Thursday, September 13, 2012

A different river


For the second time this semester, I read something interesting in the news.  Here, see for yourself.

Which got me thinking about Ezra Pound, so I’m reading again the following poem Jim discussed at the Workshop this summer.  This is a fine complement to the news article, which mentions Pound’s Chinese studies multiple times, but does not include an example.

The River-Merchant’s Wife: A Letter

By Ezra Pound

After Li Po

While my hair was still cut straight across my forehead
I played about the front gate, pulling flowers.
You came by on bamboo stilts, playing horse,
You walked about my seat, playing with blue plums.   
And we went on living in the village of Chōkan:
Two small people, without dislike or suspicion.   
At fourteen I married My Lord you.
I never laughed, being bashful.
Lowering my head, I looked at the wall.
Called to, a thousand times, I never looked back.

At fifteen I stopped scowling,
I desired my dust to be mingled with yours
Forever and forever, and forever.
Why should I climb the look out?

At sixteen you departed
You went into far Ku-tō-en, by the river of swirling eddies,
And you have been gone five months.
The monkeys make sorrowful noise overhead.

You dragged your feet when you went out.
By the gate now, the moss is grown, the different mosses,
Too deep to clear them away!
The leaves fall early this autumn, in wind.
The paired butterflies are already yellow with August
Over the grass in the West garden;
They hurt me.
I grow older.
If you are coming down through the narrows of the river Kiang,
Please let me know beforehand,
And I will come out to meet you
                        As far as Chō-fū-Sa.

            First, about the power of a title:  Had the title not called it a letter, would you have read this as a letter or as soliloquy?

It’s a Pound poem, it’s almost a whole page long, and my posts don’t have to be long, so I’m not going to try to talk about every image.  In fact, I’ll start by pointing out which parts of the first stanza that are not images:  went on living; without dislike or suspicion; bashful.  Of course, the bashful is backed up by the two images in the next two lines, and, because it, by virtue of its position towards the end of the stanza, draws and holds attention, it sets the tone for the poem, encouraging you to read every statement as an understatement, magnifying the images in your mind. 

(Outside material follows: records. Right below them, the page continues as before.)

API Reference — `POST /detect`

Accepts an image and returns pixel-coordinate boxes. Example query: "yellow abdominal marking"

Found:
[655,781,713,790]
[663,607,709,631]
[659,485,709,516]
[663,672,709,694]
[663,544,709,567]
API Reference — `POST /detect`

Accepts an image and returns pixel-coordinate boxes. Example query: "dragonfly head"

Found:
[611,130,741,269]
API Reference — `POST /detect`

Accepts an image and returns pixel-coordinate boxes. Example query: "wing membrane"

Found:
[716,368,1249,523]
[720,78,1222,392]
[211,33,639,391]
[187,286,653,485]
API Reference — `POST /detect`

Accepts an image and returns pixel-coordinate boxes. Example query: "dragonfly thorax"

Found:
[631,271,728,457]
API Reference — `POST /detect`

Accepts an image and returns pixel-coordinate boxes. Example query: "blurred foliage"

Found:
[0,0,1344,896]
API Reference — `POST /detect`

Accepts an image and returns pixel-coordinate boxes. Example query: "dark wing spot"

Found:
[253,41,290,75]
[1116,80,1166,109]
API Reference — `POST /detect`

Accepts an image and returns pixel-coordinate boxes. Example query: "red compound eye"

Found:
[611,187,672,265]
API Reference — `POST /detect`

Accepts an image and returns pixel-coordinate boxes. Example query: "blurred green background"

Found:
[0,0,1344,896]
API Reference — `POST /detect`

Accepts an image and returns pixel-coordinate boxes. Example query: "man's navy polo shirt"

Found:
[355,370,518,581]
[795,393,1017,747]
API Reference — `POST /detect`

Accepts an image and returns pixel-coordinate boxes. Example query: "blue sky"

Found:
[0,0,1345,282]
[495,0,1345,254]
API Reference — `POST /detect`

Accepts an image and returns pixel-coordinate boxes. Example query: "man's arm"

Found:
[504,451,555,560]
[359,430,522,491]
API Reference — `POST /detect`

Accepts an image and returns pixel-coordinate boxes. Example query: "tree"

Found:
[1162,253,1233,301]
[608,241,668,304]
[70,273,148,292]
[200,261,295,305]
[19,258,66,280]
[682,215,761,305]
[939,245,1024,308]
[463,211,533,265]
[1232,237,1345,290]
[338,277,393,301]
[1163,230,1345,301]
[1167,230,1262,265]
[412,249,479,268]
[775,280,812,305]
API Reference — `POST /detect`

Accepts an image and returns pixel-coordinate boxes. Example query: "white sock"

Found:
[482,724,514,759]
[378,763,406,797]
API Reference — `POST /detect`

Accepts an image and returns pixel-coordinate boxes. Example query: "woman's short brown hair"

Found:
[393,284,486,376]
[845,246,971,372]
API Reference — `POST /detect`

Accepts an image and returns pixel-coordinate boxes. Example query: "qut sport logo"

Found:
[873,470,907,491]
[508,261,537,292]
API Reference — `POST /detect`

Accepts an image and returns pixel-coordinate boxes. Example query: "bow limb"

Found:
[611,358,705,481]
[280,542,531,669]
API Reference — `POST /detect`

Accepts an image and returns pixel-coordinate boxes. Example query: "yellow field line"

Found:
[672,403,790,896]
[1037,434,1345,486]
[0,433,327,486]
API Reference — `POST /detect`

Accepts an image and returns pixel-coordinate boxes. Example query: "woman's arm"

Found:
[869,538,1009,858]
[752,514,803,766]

It’s also quite impossible to catalog all of the internal rhyme, but let me at least point out the end-rhyme pattern of the first stanza:  Unrhymed lines (1, 4, 7, 10) alternate with off-rhymed couplets (flowers/horse in lines 2 and 3, Chōkan/suspicion in lines 5 and 6, bashful/wall in lines 8 and 9).

I’ll just skim the rest of the poem:  Admire the power of the interrogative Why should I climb the look out? at the end of the second stanza; two compelling images the river of swirling eddies and The monkeys make sorrowful noise overhead in the next stanza, as well as that stanza’s non-linear theme-rheme progression, with you as the running theme of the first three lines, setting up the thematic shift to The monkeys in the fourth line; and, in the closing stanza, the way Pound breathes life into the cliché You dragged your feet by means of the moss (different mosses!) growing at the spot where the feet were dragged, the powerful yellow with August, and the non-falsifiable ending If you are coming down through the narrows of the river Kiang,/Please let me know beforehand,/And I will come out to meet you/As far as Chō-fū-Sa.

I didn’t find a recording of this in the poet’s voice, but there’s much by Poundat PennSound, after listening to which you could try to imagine him reading this.